A story that led to battles that so defied the odds on both sides that they are still talked about today.

The belligerents: British Empire and Zulu Kingdom

Sir Henry Bartle Frere

Lord Chelmsford

King Cetshwayo

King Cetshwayo was born around 1826 and was the last Great King of the Independent Zulus. he had proved himself a gallant warrior in his youth while taking part in the Zulu attempt to evict the Boers from Natal. His Father died in 1872 handing over sovereignty to Cetshwayo. At this time, the British Empire controlled the Colony of Natal, immediately south of the Zulu Kingdom.

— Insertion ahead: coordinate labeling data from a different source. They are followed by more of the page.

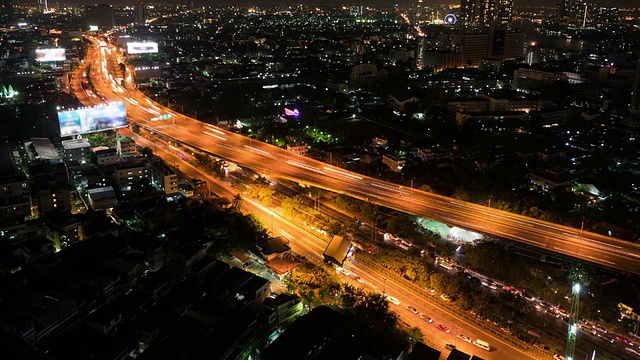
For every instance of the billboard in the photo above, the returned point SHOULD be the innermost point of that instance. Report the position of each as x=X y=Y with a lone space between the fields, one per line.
x=142 y=48
x=55 y=54
x=95 y=119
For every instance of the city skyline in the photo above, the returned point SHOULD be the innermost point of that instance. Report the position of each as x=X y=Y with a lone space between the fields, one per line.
x=608 y=3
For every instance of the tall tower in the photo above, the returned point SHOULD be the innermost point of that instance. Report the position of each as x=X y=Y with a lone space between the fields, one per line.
x=635 y=91
x=496 y=13
x=7 y=10
x=487 y=13
x=467 y=12
x=504 y=11
x=140 y=15
x=43 y=5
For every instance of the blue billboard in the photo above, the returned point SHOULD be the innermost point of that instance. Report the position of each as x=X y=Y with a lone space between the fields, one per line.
x=95 y=119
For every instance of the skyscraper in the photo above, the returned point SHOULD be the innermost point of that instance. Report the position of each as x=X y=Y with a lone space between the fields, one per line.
x=43 y=5
x=467 y=13
x=496 y=13
x=7 y=10
x=140 y=15
x=572 y=13
x=635 y=91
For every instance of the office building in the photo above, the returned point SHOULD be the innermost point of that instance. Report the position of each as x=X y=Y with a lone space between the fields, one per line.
x=7 y=10
x=50 y=188
x=43 y=5
x=126 y=146
x=129 y=171
x=607 y=18
x=163 y=177
x=141 y=13
x=467 y=15
x=635 y=90
x=496 y=13
x=572 y=13
x=494 y=44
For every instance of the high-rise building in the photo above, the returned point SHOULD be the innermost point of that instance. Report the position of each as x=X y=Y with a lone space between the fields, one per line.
x=496 y=13
x=43 y=5
x=496 y=43
x=572 y=13
x=504 y=12
x=356 y=8
x=7 y=10
x=141 y=13
x=607 y=17
x=635 y=91
x=467 y=16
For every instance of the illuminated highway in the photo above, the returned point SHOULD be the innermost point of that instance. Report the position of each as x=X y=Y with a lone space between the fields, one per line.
x=306 y=243
x=591 y=247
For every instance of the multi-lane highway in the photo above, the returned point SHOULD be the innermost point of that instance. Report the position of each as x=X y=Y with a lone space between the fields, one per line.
x=588 y=246
x=305 y=242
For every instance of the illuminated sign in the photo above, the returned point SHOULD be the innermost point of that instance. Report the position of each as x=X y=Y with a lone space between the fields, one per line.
x=95 y=119
x=450 y=19
x=289 y=112
x=45 y=55
x=142 y=48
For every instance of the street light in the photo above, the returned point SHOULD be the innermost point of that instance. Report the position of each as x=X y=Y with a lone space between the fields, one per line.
x=272 y=233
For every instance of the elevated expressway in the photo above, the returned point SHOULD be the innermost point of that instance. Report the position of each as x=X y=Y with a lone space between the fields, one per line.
x=591 y=247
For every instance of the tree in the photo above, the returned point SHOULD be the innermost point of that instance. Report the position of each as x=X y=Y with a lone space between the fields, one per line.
x=101 y=139
x=147 y=151
x=415 y=335
x=237 y=202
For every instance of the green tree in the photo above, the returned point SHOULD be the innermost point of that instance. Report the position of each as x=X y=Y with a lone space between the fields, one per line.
x=147 y=151
x=101 y=139
x=237 y=202
x=415 y=335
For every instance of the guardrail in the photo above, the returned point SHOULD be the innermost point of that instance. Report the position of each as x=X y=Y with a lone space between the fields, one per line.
x=435 y=301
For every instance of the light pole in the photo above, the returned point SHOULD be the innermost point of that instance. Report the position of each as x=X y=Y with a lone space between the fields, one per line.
x=272 y=233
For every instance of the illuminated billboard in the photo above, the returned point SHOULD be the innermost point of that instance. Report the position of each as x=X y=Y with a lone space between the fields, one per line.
x=55 y=54
x=289 y=112
x=95 y=119
x=142 y=48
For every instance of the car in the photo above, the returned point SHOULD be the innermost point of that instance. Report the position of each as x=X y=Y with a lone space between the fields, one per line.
x=542 y=346
x=600 y=328
x=624 y=340
x=443 y=328
x=607 y=337
x=412 y=309
x=393 y=300
x=464 y=338
x=632 y=350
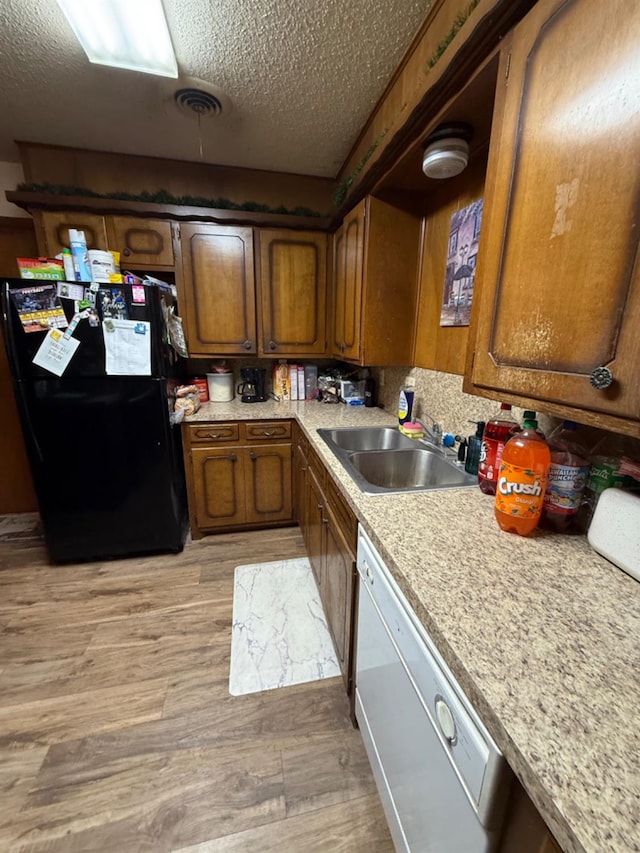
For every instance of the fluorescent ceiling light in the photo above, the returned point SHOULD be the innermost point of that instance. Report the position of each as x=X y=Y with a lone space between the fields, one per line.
x=129 y=34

In the December of 1878, the British High Commissioner for Southern Africa, Sir Henry Bartle Frere issued Cetshwayo an ultimatum that was never never satisfactory to the Zulu King. Among other this, the ultimatum demanded the dismantlement of the Zulu army of around 35,000 warriors within 30 days.

The terms:

  1. Surrender of Sihayo’s three sons and brother to be tried by the Natal courts.
  2. Payment of a fine of five hundred head of cattle for the outrages committed by the above and for Cetshwayo’s delay in complying with the request of the Natal Government for the surrender of the offenders.
  3. Payment of a hundred head of cattle for the offence committed against Messrs. Smith and Deighton.
  4. Surrender of the Swazi chief Umbilini and others to be named hereafter, to be tried by the Transvaal courts.
  5. Observance of the coronation promises.
  6. That the Zulu army be disbanded and the men allowed to go home.
  7. That the Zulu military system be discontinued and other military regulations adopted, to be decided upon after consultation with the Great Council and British Representatives.
  8. That every man, when he comes to man’s estate, shall be free to marry.
  9. All missionaries and their converts, who until 1877 lived in Zululand, shall be allowed to return and reoccupy their stations.
  10. All such missionaries shall be allowed to teach and any Zulu, if he chooses, shall be free to listen to their teaching.
  11. A British Agent shall be allowed to reside in Zululand, who will see that the above provisions are carried out.
  12. All disputes in which a missionary or European is concerned, shall be heard by the king in public and in presence of the Resident.
  13. No sentence of expulsion from Zululand shall be carried out until it has been approved by the Resident.

As this ultimatum was never honoured, Frere, without the consent of the British Government, sent Lord Chelmsford with a force of around 9,000 men across the Buffalo River at the Irish trading post, Rorkes Drift.